The report also said existing home sales in December were down by 10.3 percent compared to an annual rate of 5.56 million in the same month a year ago.

"The housing market is obviously very sensitive to mortgage rates," said NAR's chief economist Lawrence Yun.

"Softer sales in December reflected consumer search processes and contract signing activity in previous months when mortgage rates were higher than today," he added. "Now, with mortgage rates lower, some revival in home sales is expected going into spring."

NAR said the median existing home price for all housing types in December was $253,600, down 1.4 percent from $257,300 in November but up 2.9 percent from $246,500 a year ago.

While total housing inventory dropped to 1.55 million existing homes available for sale at the end of December from 1.74 million at the end of November, inventory is up from 1.46 million in December of 2017.

The unsold inventory represents 3.7 months of supply at the current sales pace, down from 3.9 months in November but up from 3.2 months a year ago.

"Several consecutive months of rising inventory is a positive development for consumers and could lead to slower home price appreciation," said Yun. "But there is still a lack of adequate inventory on the lower-priced points and too many in upper-priced points."

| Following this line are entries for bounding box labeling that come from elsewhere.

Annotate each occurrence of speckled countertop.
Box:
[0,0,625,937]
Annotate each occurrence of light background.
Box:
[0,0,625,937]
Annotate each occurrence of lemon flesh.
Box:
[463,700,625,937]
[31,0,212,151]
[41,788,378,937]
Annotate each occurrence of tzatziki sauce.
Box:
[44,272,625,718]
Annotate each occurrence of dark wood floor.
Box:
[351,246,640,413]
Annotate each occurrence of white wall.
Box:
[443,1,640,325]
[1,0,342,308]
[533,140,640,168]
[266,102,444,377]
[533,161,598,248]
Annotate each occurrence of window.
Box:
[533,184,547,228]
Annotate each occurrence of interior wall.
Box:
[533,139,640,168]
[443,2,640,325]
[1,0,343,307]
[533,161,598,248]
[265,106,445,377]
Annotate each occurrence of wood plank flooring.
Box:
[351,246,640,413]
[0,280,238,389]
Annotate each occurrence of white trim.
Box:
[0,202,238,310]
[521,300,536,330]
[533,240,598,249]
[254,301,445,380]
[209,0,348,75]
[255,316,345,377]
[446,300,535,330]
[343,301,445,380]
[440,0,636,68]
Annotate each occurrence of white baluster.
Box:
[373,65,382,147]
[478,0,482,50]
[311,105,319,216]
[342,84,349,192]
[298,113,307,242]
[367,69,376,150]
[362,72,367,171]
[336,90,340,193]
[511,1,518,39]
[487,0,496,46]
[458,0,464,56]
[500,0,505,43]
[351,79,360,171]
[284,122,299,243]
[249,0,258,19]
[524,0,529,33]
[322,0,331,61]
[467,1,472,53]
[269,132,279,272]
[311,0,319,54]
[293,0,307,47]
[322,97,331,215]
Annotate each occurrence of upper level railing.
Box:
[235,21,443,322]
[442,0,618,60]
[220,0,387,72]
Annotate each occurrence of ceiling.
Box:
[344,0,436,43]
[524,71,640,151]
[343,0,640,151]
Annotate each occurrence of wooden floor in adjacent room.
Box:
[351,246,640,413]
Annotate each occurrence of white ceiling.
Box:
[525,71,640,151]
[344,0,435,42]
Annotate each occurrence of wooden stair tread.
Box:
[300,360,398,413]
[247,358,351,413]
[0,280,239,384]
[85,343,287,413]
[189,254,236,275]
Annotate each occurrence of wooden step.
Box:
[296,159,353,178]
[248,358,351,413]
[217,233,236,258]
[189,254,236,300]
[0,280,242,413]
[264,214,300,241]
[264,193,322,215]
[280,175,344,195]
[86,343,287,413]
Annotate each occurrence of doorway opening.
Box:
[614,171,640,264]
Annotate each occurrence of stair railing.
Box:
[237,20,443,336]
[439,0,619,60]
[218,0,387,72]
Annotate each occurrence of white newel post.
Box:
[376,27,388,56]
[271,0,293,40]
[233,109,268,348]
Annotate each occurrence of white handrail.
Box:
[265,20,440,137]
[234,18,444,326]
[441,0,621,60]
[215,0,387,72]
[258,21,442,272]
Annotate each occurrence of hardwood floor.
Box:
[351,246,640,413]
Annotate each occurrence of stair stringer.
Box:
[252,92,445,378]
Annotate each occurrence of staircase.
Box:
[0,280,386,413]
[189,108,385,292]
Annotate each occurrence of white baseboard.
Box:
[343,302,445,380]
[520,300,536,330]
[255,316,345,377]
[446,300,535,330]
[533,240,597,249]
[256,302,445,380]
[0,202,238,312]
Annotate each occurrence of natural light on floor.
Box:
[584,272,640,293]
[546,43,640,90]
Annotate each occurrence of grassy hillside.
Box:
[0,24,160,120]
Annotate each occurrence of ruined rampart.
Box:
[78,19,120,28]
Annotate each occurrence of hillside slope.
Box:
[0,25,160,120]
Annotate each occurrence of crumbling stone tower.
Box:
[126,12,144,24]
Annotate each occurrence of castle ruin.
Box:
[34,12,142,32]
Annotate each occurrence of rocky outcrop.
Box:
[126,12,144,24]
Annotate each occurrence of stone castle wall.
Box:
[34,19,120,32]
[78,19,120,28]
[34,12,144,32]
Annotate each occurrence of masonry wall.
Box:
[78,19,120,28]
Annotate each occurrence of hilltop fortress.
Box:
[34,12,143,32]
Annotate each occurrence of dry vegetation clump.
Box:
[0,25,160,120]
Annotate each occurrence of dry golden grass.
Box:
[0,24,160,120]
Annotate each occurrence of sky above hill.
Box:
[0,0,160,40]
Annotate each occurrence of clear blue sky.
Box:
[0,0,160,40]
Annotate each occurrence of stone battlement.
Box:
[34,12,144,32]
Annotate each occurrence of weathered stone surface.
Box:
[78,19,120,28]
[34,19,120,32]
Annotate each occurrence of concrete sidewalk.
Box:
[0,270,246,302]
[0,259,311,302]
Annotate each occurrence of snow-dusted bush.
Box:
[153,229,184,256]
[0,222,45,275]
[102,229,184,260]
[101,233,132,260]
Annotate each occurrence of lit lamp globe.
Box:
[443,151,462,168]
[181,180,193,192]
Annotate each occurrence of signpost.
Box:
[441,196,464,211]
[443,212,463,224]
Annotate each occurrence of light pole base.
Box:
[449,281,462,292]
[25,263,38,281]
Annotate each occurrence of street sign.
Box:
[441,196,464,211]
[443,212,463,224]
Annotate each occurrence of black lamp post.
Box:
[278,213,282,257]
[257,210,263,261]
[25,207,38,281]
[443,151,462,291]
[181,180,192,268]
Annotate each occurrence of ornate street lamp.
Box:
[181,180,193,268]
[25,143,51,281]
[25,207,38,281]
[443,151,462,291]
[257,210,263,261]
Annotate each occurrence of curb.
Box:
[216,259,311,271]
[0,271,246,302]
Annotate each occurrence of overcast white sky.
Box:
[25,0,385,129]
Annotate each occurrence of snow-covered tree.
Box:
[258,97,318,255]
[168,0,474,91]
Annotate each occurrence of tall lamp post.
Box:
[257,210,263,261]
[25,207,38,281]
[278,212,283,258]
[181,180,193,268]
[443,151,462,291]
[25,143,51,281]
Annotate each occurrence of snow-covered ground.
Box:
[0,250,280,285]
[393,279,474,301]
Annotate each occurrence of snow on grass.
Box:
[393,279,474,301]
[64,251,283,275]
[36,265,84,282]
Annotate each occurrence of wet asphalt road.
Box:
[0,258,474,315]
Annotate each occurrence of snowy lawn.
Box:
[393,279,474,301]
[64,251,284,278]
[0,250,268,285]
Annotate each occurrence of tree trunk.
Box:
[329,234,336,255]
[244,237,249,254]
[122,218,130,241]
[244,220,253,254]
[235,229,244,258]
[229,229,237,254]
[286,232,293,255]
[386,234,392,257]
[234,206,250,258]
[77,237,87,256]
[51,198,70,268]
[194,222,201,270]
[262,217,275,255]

The report said single-family home sales plummeted by 5.5 percent to an annual rate of 4.45 million in December, while existing condominium and co-op sales nosedived by 12.9 percent to a rate of 540,000.

"The partial shutdown of the federal government has not had a significant effect on December closings, but the uncertainty of a shutdown has the potential to harm the market," said NAR President John Smaby. "Once the government is fully reopened, I am hopeful that housing transactions will increase."